原宿とんちゃん通りで、日々さまざまなアーティストやクリエイターが集うセレクトショップUTILITY(ユーティリティ)。店名の由来でもある「何でも屋」をコンセプトに、ストリートやモードといったカテゴリーにとらわれず、ウェアからアクセサリー、雑貨、オリジナル什器まで多彩なアイテムを展開している。そのUTILITYで2019年6月に行ったのが、「アートディグ」をコンセプトにしたレコード屋(風)イベント「原宿アート譜面商店vol.1」。
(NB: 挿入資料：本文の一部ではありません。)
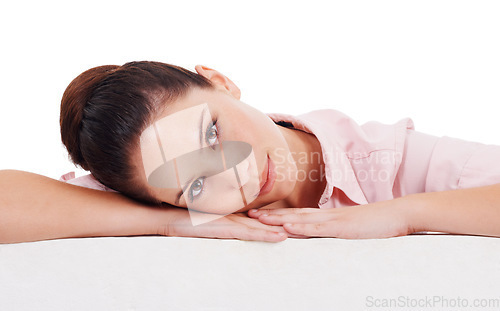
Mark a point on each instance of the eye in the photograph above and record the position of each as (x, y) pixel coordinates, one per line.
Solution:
(196, 188)
(212, 133)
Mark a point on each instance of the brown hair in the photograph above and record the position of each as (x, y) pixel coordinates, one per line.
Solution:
(105, 109)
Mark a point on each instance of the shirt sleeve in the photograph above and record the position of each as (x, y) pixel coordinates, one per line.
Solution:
(433, 163)
(459, 164)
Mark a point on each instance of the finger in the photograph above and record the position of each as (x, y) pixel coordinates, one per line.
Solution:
(254, 223)
(253, 234)
(282, 211)
(302, 218)
(324, 229)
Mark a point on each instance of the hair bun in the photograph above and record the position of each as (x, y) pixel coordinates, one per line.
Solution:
(74, 99)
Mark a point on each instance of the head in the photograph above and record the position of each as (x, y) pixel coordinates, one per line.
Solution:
(107, 111)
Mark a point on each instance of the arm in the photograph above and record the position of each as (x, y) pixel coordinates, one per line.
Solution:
(35, 207)
(473, 211)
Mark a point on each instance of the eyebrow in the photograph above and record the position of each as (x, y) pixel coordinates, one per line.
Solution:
(201, 145)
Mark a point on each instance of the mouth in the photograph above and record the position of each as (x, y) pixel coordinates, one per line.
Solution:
(268, 177)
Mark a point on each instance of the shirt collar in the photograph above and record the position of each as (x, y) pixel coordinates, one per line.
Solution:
(338, 169)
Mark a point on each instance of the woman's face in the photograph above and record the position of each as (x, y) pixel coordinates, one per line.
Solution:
(216, 151)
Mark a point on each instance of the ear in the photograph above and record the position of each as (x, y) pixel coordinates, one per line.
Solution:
(219, 80)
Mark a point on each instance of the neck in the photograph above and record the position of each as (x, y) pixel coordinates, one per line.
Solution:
(306, 151)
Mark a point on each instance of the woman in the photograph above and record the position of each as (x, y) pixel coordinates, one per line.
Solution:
(376, 175)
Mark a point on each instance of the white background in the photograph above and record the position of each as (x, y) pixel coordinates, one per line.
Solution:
(434, 61)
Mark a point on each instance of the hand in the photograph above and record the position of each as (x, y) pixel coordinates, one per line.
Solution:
(376, 220)
(176, 222)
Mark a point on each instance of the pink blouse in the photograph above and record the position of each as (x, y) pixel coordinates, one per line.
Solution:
(375, 162)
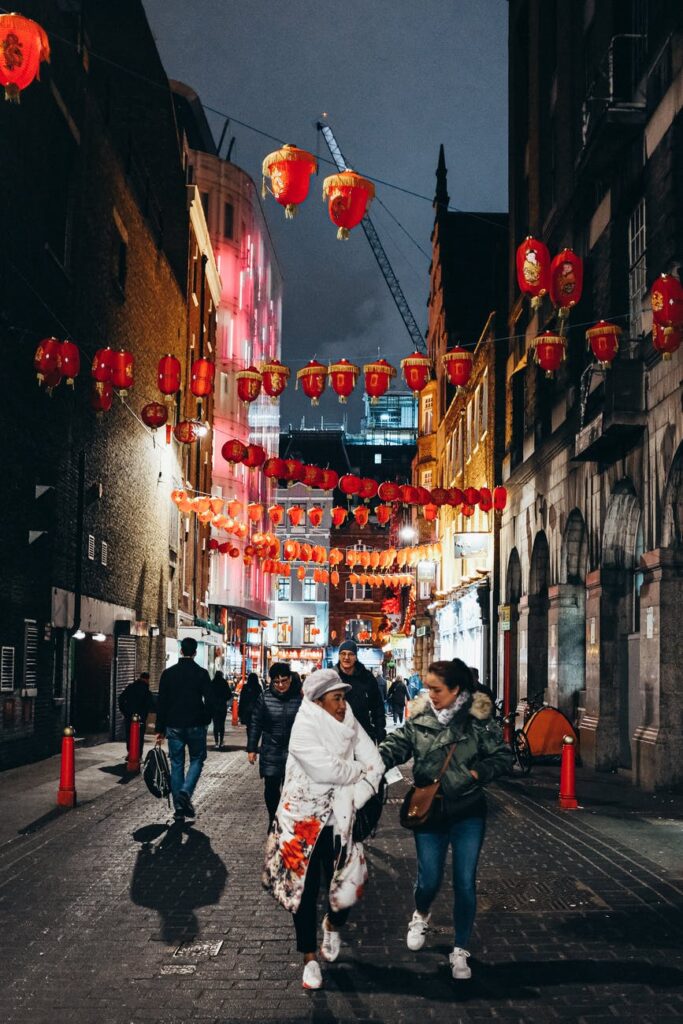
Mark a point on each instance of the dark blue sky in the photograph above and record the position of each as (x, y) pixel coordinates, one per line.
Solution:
(397, 78)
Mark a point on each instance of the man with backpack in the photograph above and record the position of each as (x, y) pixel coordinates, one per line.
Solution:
(184, 710)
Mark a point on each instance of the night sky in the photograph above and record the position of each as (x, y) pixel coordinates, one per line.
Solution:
(396, 78)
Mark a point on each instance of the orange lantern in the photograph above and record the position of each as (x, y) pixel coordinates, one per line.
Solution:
(312, 378)
(249, 384)
(343, 376)
(417, 369)
(378, 377)
(534, 269)
(24, 45)
(458, 365)
(549, 351)
(290, 170)
(348, 197)
(274, 377)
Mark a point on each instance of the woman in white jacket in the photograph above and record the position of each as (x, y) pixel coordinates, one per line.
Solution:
(332, 770)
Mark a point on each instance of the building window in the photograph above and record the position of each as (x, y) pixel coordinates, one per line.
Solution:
(637, 267)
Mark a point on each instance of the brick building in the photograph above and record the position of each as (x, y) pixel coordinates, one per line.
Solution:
(590, 543)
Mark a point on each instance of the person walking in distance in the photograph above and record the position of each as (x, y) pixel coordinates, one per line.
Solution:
(184, 710)
(270, 725)
(136, 698)
(452, 723)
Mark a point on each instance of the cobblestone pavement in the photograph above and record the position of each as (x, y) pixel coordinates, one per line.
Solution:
(109, 915)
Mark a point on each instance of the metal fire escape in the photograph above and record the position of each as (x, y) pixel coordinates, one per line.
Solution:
(378, 249)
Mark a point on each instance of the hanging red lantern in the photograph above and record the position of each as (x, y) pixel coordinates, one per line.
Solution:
(249, 384)
(70, 361)
(185, 432)
(458, 365)
(378, 377)
(534, 269)
(290, 170)
(168, 376)
(566, 281)
(549, 351)
(343, 376)
(312, 378)
(603, 339)
(24, 45)
(388, 492)
(348, 197)
(417, 371)
(122, 371)
(154, 415)
(339, 515)
(274, 377)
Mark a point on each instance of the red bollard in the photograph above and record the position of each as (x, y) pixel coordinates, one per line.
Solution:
(567, 800)
(67, 791)
(133, 763)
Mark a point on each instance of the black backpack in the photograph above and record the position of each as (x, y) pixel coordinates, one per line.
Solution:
(157, 773)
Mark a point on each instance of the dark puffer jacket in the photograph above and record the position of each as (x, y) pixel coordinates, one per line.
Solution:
(271, 724)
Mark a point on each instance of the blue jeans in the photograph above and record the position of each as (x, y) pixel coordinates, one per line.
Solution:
(466, 838)
(194, 738)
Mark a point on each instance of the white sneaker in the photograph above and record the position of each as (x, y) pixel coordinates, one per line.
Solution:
(460, 969)
(312, 977)
(417, 931)
(331, 943)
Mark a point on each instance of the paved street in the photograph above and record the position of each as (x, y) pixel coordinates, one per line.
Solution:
(110, 916)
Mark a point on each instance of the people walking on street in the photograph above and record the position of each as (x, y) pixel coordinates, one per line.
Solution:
(136, 698)
(249, 694)
(450, 721)
(270, 725)
(397, 697)
(221, 696)
(184, 710)
(332, 770)
(364, 696)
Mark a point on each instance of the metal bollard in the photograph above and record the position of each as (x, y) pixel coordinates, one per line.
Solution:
(567, 799)
(133, 763)
(67, 791)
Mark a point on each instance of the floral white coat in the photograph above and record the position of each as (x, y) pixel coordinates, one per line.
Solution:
(333, 769)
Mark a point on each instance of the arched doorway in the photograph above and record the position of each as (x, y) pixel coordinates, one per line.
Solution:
(537, 667)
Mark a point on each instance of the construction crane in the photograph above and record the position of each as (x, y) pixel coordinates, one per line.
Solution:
(377, 248)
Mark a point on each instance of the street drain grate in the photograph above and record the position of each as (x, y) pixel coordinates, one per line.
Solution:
(551, 894)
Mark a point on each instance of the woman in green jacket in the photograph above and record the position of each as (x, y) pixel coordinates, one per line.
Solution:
(450, 715)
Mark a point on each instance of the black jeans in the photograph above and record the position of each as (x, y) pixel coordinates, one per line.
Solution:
(305, 918)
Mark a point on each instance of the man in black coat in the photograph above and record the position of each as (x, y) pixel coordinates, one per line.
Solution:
(364, 697)
(183, 712)
(271, 723)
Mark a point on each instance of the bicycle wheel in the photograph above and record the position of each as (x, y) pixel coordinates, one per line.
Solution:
(522, 752)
QUIでは、このイベントに参加した3名のアーティストを取材した。

イラストレーター・世戸ヒロアキ

<Profile>

1990年福岡県生まれ。普遍的なうまさとトレンド感をまとったイラストレーションを描き、デビューして間もなくファッション誌『GQ』『MENS EX』『UOMO』や、トヨタ、ファミリーマートなどの企業キャンペーン、商業施設などのキービジュアルを手がけ注目を浴びる。現在は広告、店舗壁画、ライブペイント、ポートレートイベントなど活動の幅を広げている。2018年、アジア10ヶ国から200組以上のアーティストが参加する大阪発の国際アートフェア「UNKNOWN ASIA」では「Peach賞」「HOMES賞」をダブル受賞。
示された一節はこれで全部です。